Fact checking and veracity

“I don’t like the term ‘fake news,’ I prefer ‘fabricated news.’ Because the term fake news has become a type of weapon used against journalists. Some say that we are living in a post-truth era, but I think that what we’re living in is an era of deep truth. Truth is much more hidden and we have to do more to bring it to the surface,” said Barbara Gray, a professor at the Craig Newmark Graduate School of Journalism of CUNY, another speaker on the panel. 

“Journalism is a discipline of checking. Our job is to be skeptics, not cynics. We have to search for proof, check and re-check our sources,” said Gray a former director of news research at the New York Times

According to her, today’s journalists have to go back to being like those of days gone by, who did everything. “Young media professionals need to know how to investigate, write, edit, take photos and make videos. But they also need to check everything and dedicate themselves intensely to the veracity of the facts. By veracity, I mean research. Journalists need to get to the bottom of the subject they are writing about,” she said.    

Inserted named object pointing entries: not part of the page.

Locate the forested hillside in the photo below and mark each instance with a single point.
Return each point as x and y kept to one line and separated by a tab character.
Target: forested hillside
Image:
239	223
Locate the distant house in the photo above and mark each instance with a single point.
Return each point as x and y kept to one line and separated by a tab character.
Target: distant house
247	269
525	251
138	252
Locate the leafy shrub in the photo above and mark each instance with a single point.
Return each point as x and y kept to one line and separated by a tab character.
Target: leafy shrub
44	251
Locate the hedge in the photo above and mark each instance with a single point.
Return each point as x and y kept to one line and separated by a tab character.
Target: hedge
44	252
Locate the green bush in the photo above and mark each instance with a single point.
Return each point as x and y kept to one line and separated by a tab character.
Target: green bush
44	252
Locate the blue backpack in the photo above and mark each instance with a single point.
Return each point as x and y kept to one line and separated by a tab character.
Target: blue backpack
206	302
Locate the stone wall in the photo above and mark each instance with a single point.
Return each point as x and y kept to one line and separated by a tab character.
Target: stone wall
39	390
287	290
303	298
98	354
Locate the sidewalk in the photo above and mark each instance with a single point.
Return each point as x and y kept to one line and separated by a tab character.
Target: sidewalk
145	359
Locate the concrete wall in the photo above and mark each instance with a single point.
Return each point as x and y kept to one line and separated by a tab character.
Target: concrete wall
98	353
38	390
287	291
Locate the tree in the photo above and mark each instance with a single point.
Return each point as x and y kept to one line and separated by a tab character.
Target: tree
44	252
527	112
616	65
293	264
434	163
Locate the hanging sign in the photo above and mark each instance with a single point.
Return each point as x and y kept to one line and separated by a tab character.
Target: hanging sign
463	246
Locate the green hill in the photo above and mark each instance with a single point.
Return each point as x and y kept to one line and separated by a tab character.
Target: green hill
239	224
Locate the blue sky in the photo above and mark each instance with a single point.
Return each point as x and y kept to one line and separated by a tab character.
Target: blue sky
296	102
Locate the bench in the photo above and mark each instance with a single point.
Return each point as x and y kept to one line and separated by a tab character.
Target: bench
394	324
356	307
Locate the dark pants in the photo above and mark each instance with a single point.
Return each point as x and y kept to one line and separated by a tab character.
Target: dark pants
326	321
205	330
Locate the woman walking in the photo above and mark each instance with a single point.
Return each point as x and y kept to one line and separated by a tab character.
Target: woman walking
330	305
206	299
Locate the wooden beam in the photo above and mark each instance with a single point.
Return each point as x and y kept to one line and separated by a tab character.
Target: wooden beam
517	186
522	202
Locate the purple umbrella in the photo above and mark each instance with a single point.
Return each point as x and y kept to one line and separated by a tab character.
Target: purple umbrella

“In our journalism courses, we teach students how to fact check. They hate it because it is a fussy and tedious process, but afterwards they say that it’s the best thing they learned,” said Gray.  

The panel “Fake news and social media in political campaigns” also featured participation by Michelle Strah, a professor at the John Jay College of CUNY, Paulo Sotero, director of the Brazil Institute of the Wilson Center, and Carlos Eduardo Lins da Silva, communications consultant at FAPESP.